The second approach to fitting a line to data is to use the geom_smooth()command. The advantage here is that the code generates the line from scratch - you don’t have to manually enter the slope and \(y\)-intercept.

ggplot(data = planets,aes(x=distance,y=period)) +
  geom_point(col="seagreen")+
  xlab("distance to Sun (millions of miles)") + 
  ylab("period of revolution (Earth days)") +
  ggtitle("Planets in the Solar System") + 
  geom_smooth(method='lm', formula=y~x, col="blue",size=.8,se=FALSE) +
  theme_classic()

Notice the new “classic” theme!

Bonus Round: A Better Model

The residual plot makes clear that, even though the correlation coefficient is very close to 1, a curved model is better, one that can be represented by a polynomial with a higher power of \(x\).

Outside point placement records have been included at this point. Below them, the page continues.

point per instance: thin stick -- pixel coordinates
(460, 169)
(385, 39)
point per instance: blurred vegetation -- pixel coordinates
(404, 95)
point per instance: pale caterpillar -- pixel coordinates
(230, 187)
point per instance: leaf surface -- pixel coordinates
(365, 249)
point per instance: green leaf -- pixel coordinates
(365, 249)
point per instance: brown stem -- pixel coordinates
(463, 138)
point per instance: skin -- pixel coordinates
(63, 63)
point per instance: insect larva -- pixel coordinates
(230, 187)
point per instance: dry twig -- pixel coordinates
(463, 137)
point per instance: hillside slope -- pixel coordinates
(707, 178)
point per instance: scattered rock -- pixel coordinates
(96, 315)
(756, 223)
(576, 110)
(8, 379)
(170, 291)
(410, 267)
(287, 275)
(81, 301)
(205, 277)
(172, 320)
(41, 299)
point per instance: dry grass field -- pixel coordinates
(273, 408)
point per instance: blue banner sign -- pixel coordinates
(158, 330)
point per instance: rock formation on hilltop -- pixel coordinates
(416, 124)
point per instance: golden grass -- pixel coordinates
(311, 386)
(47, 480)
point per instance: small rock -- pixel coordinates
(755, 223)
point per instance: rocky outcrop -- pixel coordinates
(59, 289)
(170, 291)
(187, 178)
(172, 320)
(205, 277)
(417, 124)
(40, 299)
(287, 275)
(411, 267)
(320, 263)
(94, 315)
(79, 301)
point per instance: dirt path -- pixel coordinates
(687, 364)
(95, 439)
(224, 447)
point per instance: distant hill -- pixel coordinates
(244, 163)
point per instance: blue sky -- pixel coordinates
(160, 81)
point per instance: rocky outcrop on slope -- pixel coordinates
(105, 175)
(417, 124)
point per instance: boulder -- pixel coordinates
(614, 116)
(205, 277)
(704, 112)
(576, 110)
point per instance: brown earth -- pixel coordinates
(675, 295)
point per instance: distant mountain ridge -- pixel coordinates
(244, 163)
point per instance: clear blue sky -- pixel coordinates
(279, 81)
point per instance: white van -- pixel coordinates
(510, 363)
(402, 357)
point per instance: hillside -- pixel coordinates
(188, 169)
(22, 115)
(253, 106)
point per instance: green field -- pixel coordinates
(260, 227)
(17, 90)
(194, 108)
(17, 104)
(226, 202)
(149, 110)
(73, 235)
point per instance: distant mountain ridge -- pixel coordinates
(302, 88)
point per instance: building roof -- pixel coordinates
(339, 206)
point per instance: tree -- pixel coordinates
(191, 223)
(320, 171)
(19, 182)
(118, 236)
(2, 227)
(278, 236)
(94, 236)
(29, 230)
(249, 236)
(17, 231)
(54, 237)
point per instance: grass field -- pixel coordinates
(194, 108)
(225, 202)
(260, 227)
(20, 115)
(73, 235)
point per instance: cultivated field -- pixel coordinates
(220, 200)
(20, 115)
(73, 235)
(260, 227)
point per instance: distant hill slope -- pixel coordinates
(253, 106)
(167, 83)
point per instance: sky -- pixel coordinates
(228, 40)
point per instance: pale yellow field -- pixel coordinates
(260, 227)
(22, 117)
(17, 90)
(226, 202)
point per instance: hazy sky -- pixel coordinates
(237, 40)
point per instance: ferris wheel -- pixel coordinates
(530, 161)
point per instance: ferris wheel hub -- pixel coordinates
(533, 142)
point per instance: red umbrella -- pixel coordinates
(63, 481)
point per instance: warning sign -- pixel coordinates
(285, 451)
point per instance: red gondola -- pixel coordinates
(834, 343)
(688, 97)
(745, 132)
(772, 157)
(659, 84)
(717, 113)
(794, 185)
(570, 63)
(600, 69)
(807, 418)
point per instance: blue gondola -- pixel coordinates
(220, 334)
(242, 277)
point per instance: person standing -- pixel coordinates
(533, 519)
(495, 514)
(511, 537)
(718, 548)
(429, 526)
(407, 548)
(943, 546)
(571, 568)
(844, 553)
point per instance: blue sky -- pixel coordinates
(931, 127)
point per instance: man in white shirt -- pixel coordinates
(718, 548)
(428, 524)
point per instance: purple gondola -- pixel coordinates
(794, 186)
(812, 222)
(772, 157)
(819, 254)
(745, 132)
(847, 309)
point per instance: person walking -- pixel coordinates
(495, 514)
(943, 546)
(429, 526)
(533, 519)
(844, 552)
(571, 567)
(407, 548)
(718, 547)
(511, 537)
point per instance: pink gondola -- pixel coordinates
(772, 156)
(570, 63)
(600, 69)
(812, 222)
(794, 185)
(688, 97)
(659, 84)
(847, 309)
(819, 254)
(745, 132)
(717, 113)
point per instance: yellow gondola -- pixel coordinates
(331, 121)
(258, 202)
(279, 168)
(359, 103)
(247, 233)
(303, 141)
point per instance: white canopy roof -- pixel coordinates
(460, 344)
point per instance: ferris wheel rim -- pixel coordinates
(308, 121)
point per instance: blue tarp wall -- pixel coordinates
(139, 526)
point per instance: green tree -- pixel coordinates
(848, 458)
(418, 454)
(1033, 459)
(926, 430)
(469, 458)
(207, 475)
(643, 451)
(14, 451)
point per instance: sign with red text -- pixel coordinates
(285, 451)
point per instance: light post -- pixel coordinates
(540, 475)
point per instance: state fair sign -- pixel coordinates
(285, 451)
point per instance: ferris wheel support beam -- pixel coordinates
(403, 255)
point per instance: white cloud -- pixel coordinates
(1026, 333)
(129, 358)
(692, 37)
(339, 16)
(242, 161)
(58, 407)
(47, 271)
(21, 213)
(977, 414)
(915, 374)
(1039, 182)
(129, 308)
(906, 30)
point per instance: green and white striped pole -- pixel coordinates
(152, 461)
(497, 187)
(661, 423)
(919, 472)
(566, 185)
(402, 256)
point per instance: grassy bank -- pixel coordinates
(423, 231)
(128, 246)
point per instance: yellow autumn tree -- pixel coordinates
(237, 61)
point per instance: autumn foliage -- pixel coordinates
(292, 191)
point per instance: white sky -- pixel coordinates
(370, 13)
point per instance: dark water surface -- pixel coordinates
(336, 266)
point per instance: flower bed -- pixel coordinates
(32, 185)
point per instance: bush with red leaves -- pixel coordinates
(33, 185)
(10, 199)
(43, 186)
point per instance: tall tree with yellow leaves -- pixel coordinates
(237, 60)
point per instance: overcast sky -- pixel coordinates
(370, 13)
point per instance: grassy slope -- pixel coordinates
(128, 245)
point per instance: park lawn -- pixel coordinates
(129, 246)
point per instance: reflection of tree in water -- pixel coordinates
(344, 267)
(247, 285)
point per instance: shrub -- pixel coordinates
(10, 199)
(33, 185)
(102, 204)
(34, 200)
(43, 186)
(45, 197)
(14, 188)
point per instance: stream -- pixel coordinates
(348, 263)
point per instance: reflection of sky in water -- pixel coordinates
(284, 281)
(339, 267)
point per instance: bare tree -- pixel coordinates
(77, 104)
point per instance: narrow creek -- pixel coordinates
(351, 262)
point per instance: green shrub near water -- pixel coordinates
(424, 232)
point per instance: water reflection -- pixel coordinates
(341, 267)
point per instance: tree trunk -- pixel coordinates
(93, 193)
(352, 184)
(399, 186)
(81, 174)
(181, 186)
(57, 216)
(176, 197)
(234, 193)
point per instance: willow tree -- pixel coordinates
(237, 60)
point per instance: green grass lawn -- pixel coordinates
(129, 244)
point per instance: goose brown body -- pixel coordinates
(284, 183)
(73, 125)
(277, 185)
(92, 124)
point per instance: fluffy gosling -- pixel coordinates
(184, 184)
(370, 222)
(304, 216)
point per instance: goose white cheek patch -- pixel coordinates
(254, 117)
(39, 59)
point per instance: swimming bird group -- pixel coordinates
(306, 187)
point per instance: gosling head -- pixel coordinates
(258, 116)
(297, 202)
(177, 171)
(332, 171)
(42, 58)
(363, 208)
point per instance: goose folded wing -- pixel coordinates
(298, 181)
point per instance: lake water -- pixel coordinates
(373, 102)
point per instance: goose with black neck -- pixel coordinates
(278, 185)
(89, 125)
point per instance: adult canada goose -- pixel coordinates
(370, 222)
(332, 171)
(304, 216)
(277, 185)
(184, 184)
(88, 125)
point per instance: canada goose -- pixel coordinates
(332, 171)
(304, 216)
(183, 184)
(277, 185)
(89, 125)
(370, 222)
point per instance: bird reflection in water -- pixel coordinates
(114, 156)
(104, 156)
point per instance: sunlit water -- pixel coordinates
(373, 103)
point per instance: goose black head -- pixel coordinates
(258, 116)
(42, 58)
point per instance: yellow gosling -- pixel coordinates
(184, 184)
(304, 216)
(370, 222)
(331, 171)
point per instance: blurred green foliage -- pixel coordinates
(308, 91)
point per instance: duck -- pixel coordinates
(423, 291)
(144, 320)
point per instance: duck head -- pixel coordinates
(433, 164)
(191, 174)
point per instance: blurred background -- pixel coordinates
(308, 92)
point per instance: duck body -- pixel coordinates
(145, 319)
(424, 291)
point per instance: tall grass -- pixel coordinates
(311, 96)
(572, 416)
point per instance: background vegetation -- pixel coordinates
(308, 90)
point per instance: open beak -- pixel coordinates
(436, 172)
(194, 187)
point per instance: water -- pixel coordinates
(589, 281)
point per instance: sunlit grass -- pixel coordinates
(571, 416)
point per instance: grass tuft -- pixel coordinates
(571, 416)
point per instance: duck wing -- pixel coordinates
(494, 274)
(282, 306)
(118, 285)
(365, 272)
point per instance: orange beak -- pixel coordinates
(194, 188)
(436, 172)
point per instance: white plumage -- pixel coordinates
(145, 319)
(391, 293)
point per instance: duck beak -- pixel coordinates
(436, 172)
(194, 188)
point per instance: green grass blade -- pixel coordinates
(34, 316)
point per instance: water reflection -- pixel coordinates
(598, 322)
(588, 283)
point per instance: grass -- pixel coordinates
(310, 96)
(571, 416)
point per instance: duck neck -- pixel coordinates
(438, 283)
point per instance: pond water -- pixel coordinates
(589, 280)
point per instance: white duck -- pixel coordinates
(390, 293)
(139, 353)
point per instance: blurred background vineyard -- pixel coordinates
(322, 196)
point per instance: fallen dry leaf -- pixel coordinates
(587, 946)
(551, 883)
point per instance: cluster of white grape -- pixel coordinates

To find the nature of the curved fit, we begin by comparing log(x) to log(y).

Intermission: Logarithms

Recall, \(\log_{10}(x)\) = the power we need to raise 10 to in order to get \(x\). For instance, \(\log_{10}(100) = 2\) since 10^2 = 100$, \(\log_{10}(1000) = 3\), \(\log_10(1,000,000) = 6\), and \(\log_{10}(0.1)=-1\) since \(10^{-1} = \frac{1}{10}=0.1\).

End of Intermission

So, again, to find the nature of the curved fit, we begin by comparing log(x) to log(y), and see whether the association is linear.

ggplot(data=planets,aes(log10(distance),log10(period)))+
  geom_point()+
  ggtitle("Plotting log(distance) vs log(period)")+
  theme_bw()

Does this plot look linear?

Heck yeah! Super linear, in fact.

If the log-log plot is linear, then the slope of the least-squares line for the log-log data will equal the power in the curved fit for \(y\) and \(x\).

logfit=lm(log10(planets$period)~log10(planets$distance))
logfit$coefficients
##             (Intercept) log10(planets$distance) 
##              -0.3922215               1.5013054

Notice the slope of this linear model is about 1.5, and this explains why we chose the \(x^{1.5}\) for the curved fit in the last question of the R Regression activity.